Russian “By chance” or Nuclear Safety for Europe

Russian chance or nuclear safety for Europe

On the evening of February 24, 2022, the Chernobyl Exclusion Zone and all facilities of the Chernobyl Nuclear Power Plant were seized by the Russian forces. The entire shift working at the NPP have been held hostage for fourteen days already. They are supposedly offered dry food rations, but they remain under huge psychological pressure, banned from being replaced by another shift, which is in breach of operation rules. Moving through the exclusion zone, Russian tanks and other hardware stirred the topsoil, which increased the radiation background across the area. It should be understood that the Russian forces are being immediately and massively exposed to radiation while in the exclusion zone.

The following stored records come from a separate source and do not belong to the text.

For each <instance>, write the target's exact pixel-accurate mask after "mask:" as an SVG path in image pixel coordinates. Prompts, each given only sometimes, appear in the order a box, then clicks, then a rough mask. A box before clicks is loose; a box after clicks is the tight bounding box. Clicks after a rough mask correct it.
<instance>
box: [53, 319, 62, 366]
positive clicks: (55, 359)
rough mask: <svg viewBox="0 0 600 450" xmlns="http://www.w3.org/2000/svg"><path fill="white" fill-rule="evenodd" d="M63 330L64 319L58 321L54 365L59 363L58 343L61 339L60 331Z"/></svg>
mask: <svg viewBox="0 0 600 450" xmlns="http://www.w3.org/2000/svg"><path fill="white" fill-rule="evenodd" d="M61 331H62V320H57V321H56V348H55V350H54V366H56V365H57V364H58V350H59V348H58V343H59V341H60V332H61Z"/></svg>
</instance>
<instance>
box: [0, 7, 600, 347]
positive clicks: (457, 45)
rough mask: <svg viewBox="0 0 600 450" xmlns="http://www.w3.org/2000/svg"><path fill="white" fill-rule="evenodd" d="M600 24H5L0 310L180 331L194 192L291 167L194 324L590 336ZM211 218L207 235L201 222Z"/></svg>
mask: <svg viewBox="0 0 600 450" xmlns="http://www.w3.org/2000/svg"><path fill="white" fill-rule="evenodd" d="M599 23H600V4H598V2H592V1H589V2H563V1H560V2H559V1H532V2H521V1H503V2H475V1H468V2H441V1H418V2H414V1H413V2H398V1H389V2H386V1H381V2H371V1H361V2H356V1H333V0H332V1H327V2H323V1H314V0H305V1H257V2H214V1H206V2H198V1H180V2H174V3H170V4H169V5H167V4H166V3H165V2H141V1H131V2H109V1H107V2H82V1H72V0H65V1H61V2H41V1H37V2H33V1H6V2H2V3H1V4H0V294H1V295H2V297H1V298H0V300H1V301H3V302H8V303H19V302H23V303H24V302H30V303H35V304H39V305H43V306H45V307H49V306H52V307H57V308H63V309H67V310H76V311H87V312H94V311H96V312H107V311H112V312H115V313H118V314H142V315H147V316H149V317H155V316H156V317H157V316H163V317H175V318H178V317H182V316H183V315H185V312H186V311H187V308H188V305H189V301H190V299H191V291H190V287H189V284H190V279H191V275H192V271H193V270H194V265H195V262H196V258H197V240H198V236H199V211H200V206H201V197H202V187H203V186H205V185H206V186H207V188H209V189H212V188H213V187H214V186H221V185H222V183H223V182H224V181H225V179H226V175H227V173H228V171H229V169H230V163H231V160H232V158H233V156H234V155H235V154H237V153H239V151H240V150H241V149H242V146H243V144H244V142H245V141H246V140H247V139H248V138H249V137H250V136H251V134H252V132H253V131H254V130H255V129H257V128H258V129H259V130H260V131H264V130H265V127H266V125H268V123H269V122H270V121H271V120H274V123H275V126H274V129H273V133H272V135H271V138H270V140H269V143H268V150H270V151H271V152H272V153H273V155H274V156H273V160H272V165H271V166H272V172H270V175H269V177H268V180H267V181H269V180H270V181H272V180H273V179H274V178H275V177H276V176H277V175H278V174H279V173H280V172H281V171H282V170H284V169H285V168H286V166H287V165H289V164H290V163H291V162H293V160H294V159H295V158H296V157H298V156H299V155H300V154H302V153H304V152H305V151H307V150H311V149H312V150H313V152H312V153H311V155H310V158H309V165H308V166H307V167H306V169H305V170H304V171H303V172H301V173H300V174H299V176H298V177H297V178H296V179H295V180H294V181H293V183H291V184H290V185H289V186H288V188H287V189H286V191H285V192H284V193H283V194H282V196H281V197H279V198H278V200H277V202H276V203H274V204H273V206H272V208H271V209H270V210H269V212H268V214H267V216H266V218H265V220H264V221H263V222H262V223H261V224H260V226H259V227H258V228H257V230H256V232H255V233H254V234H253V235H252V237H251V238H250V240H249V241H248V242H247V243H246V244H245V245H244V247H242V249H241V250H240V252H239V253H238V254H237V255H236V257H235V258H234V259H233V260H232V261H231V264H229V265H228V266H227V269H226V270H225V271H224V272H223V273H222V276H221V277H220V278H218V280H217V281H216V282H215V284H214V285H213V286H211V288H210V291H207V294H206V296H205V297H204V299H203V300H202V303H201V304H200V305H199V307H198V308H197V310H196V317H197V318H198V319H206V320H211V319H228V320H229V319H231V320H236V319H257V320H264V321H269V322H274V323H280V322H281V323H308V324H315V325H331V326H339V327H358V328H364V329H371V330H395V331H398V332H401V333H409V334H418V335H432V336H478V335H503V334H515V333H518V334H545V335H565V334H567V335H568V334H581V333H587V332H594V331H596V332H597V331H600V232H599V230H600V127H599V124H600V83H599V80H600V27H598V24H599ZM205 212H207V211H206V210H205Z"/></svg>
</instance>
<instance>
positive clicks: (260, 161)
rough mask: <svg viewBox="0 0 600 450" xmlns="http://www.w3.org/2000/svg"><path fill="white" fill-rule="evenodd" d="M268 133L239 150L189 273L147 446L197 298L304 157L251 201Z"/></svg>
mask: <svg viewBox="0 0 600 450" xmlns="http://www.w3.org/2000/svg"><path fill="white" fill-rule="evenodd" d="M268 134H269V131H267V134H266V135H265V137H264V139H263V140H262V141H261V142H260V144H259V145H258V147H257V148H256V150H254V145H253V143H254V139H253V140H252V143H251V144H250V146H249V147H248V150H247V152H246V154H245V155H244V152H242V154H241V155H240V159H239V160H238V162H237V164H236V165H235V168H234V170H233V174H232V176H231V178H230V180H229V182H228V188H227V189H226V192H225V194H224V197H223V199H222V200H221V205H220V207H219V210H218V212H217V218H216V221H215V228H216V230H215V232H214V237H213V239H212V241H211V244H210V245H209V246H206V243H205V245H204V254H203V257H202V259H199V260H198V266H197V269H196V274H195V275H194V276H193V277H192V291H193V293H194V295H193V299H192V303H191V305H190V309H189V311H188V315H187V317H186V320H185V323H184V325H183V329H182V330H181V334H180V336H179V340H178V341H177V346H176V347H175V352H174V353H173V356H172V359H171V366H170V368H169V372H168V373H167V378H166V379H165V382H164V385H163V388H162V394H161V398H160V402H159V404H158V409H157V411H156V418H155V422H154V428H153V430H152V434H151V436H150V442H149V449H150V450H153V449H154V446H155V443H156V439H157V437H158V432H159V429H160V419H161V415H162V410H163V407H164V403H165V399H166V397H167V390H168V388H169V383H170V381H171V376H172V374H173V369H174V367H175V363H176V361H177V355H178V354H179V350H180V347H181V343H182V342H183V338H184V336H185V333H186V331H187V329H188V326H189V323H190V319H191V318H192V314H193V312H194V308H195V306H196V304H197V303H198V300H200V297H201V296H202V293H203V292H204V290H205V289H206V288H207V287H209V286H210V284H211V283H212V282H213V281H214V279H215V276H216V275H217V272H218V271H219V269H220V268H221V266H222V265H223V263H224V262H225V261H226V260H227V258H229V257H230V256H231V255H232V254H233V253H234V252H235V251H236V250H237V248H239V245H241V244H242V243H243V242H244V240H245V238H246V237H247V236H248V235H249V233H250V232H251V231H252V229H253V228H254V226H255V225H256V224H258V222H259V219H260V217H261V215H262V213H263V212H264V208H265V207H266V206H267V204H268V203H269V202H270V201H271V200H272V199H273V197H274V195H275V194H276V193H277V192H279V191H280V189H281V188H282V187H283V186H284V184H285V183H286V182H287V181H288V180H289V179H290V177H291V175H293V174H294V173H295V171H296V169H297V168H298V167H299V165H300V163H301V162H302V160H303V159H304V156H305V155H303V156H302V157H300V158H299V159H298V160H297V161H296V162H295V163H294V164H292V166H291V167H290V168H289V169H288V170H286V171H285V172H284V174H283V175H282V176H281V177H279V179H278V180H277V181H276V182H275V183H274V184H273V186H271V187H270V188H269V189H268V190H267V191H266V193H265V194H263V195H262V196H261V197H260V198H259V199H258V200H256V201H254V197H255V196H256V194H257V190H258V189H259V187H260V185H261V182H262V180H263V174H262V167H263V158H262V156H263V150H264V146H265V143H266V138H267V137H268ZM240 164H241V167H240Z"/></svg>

On March 3, 2022, Ukraine appealed to the IAEA in connection with the Russian seizure of the Chernobyl NPP. Ukraine has urged the agency to take action toward an immediate ceasefire and create a 30-km access denial zone around the NPP, as well as intensify the work of the headquarters at the Incident and Emergency Center (IEC IAEA) to coordinate action to prevent nuclear terrorism at the Chernobyl NPP and ensure humanitarian and psychological assistance to staffers. The Russian forces have seized spent nuclear fuel storage facilities (SNFSF-1, SNFSF-2); the new safe confinement at the Shelter site; as well as units1, 2, and 3 of the Chernobyl NPP, all of which are undergoing  a decommissioning stage.

On March 9, 2022, the Chernobyl NPP and the Exclusion Zone were de-energized, while the latter hosts 20,000 spent fuel assemblies requiring constant cooling. Also, amid blackout, the ventilation system fails, which leads to significant radiation exposure of personnel, and so does the fire extinguishing system. If there is no cooling, temperature will rise, steaming will occur, as well as the release of radioactive substances that could then flow toward Belarus, Russia, and the European Union – along with the wind.

A forcible seizure of such a facility is a gross violation of Art. 56 Paragraph 1 of Protocol Additional (I) to the Geneva Conventions of 1949, which provides: “Works or installations containing dangerous forces, namely dams, dykes and nuclear electrical generating stations, shall not be made the object of attack, even where these objects are military objectives, if such attack may cause the release of dangerous forces and consequent severe losses among the civilian population.”

The actions of the aggressor state raise a number of complex questions from the international nuclear law perspective. This is, for example, the issue of liability for prompt notification of a nuclear accident (Article 2 of the 1986 Convention on Early Notification of a Nuclear Accident). Although Ukraine, as a state, has temporarily lost control of its nuclear facility, Ukrainian personnel continue to work at the plant. However, as mentioned above, the personnel are under the control of the occupying forces, which poses a clear threat to their lives and health, so the state may lose the ability to obtain reliable information about the situation at the facility.

At the same time, the Russian Federation has a well-established “tradition” of grossly violating the Convention on Early Notification, which is confirmed by the actions of the aggressor state against the background of ruthenium-106 emissions recorded in October 2017 and the Nyonox incident in August 2019. Amid the unprecedented disregard for international law as such, demonstrated by Russia over the past two weeks, such actions require fixation and appropriate response on the part of the international community and international organizations.